# Interfaith Relationships



## Neutral Singh (Jul 24, 2004)

Many of you are may be in interfaith relationships, and I thought the issues faced by interfaith couples might be worth discussing.


----------



## Tejwant Singh (Jul 24, 2004)

There is no such thing as 'interfaith relationship'. The only relationship is the SAME CONCEPT one.

Peace & Love

Tejwant


----------



## jass (Aug 27, 2004)

FATEH !!
 Interfaith relationships are not as simple as they seem on the face... if u don't beleive in the practices of your religion ,then their is no problem...

but just imagine a sikh girl who has gone to gurudwara her whole life, and now suddenly, she has to hold the pujaa thaali in her hand and perform all rituals of the other faith...she can newver do it with her heart...

also, another problem is of kids..they are in an identity crisis forever. I have ahrdly seen any sikh girl marrying in another religion and bringing up her kids as sikh. no doubt, our religion is getting diluted by all this.

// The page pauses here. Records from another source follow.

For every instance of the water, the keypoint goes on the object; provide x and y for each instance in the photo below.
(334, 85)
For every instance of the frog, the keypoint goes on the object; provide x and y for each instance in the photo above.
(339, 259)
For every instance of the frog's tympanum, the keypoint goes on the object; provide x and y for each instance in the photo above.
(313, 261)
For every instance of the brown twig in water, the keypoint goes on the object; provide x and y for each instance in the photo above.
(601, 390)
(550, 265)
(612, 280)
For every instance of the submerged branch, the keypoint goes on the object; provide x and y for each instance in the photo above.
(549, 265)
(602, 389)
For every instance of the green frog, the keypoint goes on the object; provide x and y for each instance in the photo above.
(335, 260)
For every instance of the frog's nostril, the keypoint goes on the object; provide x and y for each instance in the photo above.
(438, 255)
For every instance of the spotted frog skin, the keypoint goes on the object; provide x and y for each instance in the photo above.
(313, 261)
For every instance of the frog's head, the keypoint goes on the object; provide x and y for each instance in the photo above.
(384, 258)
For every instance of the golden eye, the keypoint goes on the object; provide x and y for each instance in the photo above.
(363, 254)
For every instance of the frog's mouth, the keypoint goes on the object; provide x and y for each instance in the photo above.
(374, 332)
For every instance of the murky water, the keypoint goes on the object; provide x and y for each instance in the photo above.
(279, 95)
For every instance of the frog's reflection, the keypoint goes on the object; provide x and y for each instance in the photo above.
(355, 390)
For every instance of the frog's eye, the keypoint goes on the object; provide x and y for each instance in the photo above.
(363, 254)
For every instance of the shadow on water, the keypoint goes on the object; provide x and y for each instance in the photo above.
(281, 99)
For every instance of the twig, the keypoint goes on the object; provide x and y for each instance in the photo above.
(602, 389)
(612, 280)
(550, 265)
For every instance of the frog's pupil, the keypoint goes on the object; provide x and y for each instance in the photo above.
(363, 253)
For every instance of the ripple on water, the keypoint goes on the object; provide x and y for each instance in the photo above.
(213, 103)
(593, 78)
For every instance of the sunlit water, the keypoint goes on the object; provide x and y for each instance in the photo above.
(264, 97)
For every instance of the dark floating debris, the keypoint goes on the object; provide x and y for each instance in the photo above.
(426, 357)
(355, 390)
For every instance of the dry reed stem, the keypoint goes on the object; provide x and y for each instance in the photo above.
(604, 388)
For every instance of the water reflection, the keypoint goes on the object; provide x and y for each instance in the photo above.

if we see at  bigger level and talk philosophically that humanism is the only religion, then i think it is more of an excuse...

humbly yours
jass


----------



## etinder (Aug 28, 2004)

jass said:
			
		

> FATEH !!
> Interfaith relationships are not as simple as they seem on the face... if u don't beleive in the practices of your religion ,then their is no problem...
> 
> but just imagine a sikh girl who has gone to gurudwara her whole life, and now suddenly, she has to hold the pujaa thaali in her hand and perform all rituals of the other faith...she can newver do it with her heart...
> ...


dear jass
can u please elaborate that y a sikh girl has to hold pooja thali? why cant a couple following different religions can keep on believing in their respective religions, and i feel if the relationship is love based (which is wud be in the majority) dont u think they wud give each other the room n freedom to follow their respective belief system
and for your kind information i have seen incidents where a sikh girl married to a person of diff religion has raised her children as sikhs..
its a personal issue n every individual couple tackles it differently and its very much situation specific..
and dont u think there is anything wrong with "manas ki jaat sabh eke pehchaan bo".. if our gurus can be secular and if our Sri guru granth sahib ji is secular why can't we be
regards


----------



## Tejwant Singh (Aug 28, 2004)

It depends, if interfaiths are clashing or intermingling!!

The idea is not to dis/respect each others' outer rituals but motivate each other to grow internally. Mind you, the roof can not be laid flat on two uneven walls.

Tejwant


----------